Later Mr Holder said the US would launch civil and criminal investigations into the oil spill, saying they would "prosecute to the fullest extent of the law anyone who has violated the law... We will not rest until justice is done."
"We have an obligation to investigate what went wrong and to determine what reforms are needed so that we never have to experience a crisis like this again," said Mr Obama.
"If the laws on our books are insufficient to prevent such a spill, the laws must change. If oversight was inadequate to enforce these laws, oversight has to be reformed.
"If our laws were broken, leading to this death and destruction, my solemn pledge is that we will bring those responsible to justice on behalf of the victims of this catastrophe and the people of the Gulf region."
The very public consideration of criminal charges was the latest signal of a much harder line being taken by the Obama administration, which has publicly castigated BP in recent days for allegedly playing down estimates of the extent of the pollution of the Gulf, its beaches and natural habitats.
It will be Mr Holder's first trip to examine the damage and Obama administration sources said that a criminal investigation into the Deepwater Horizon rig explosion last month that killed 11 workers and its aftermath was virtually certain.
The Justice Department has already demanded that the companies involved in the spill, including BP, Transocean Ltd and Halliburton keep all documentation related to the accident because it could become part of an investigation.
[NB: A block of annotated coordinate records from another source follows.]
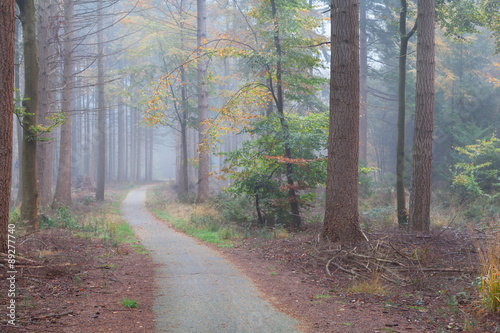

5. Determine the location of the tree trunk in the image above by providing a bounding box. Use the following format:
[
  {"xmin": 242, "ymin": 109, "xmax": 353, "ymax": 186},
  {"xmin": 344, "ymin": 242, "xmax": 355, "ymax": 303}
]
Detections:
[
  {"xmin": 16, "ymin": 0, "xmax": 39, "ymax": 232},
  {"xmin": 117, "ymin": 99, "xmax": 126, "ymax": 182},
  {"xmin": 197, "ymin": 0, "xmax": 210, "ymax": 203},
  {"xmin": 396, "ymin": 0, "xmax": 417, "ymax": 228},
  {"xmin": 409, "ymin": 0, "xmax": 435, "ymax": 233},
  {"xmin": 271, "ymin": 0, "xmax": 302, "ymax": 230},
  {"xmin": 37, "ymin": 0, "xmax": 55, "ymax": 210},
  {"xmin": 14, "ymin": 20, "xmax": 23, "ymax": 203},
  {"xmin": 0, "ymin": 0, "xmax": 16, "ymax": 253},
  {"xmin": 95, "ymin": 0, "xmax": 106, "ymax": 201},
  {"xmin": 323, "ymin": 0, "xmax": 364, "ymax": 243},
  {"xmin": 52, "ymin": 0, "xmax": 74, "ymax": 208},
  {"xmin": 359, "ymin": 0, "xmax": 368, "ymax": 164}
]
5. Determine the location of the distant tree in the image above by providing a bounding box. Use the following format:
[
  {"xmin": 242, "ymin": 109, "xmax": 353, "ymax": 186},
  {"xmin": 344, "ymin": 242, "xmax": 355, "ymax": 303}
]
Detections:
[
  {"xmin": 396, "ymin": 0, "xmax": 417, "ymax": 227},
  {"xmin": 37, "ymin": 0, "xmax": 57, "ymax": 210},
  {"xmin": 408, "ymin": 0, "xmax": 435, "ymax": 232},
  {"xmin": 322, "ymin": 0, "xmax": 364, "ymax": 243},
  {"xmin": 196, "ymin": 0, "xmax": 210, "ymax": 203},
  {"xmin": 16, "ymin": 0, "xmax": 39, "ymax": 231},
  {"xmin": 52, "ymin": 0, "xmax": 74, "ymax": 207},
  {"xmin": 95, "ymin": 0, "xmax": 106, "ymax": 201},
  {"xmin": 0, "ymin": 0, "xmax": 15, "ymax": 253}
]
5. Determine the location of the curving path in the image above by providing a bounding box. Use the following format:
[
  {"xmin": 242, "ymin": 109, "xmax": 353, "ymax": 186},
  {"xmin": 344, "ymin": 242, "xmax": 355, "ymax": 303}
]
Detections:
[{"xmin": 121, "ymin": 186, "xmax": 300, "ymax": 333}]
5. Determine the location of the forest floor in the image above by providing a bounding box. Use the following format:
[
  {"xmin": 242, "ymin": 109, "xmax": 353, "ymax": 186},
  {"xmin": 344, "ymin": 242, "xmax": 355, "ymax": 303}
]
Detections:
[
  {"xmin": 0, "ymin": 183, "xmax": 500, "ymax": 333},
  {"xmin": 0, "ymin": 185, "xmax": 155, "ymax": 333}
]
Legal scholars have said the Justice Department was likely to consider potential violations of the Clean Water Act, the Endangered Species Act, the Migratory Bird Treaty Act and the Refuse Act.
Mr Obama, speaking after meeting the co-chairs of a new oil spill commission, also said if found guilty, BP would be held accountable for financial losses from what he called the "greatest environmental disaster of its kind in our history".
He said: "What is being threatened, what is being lost isn't just a source of income but a way of life".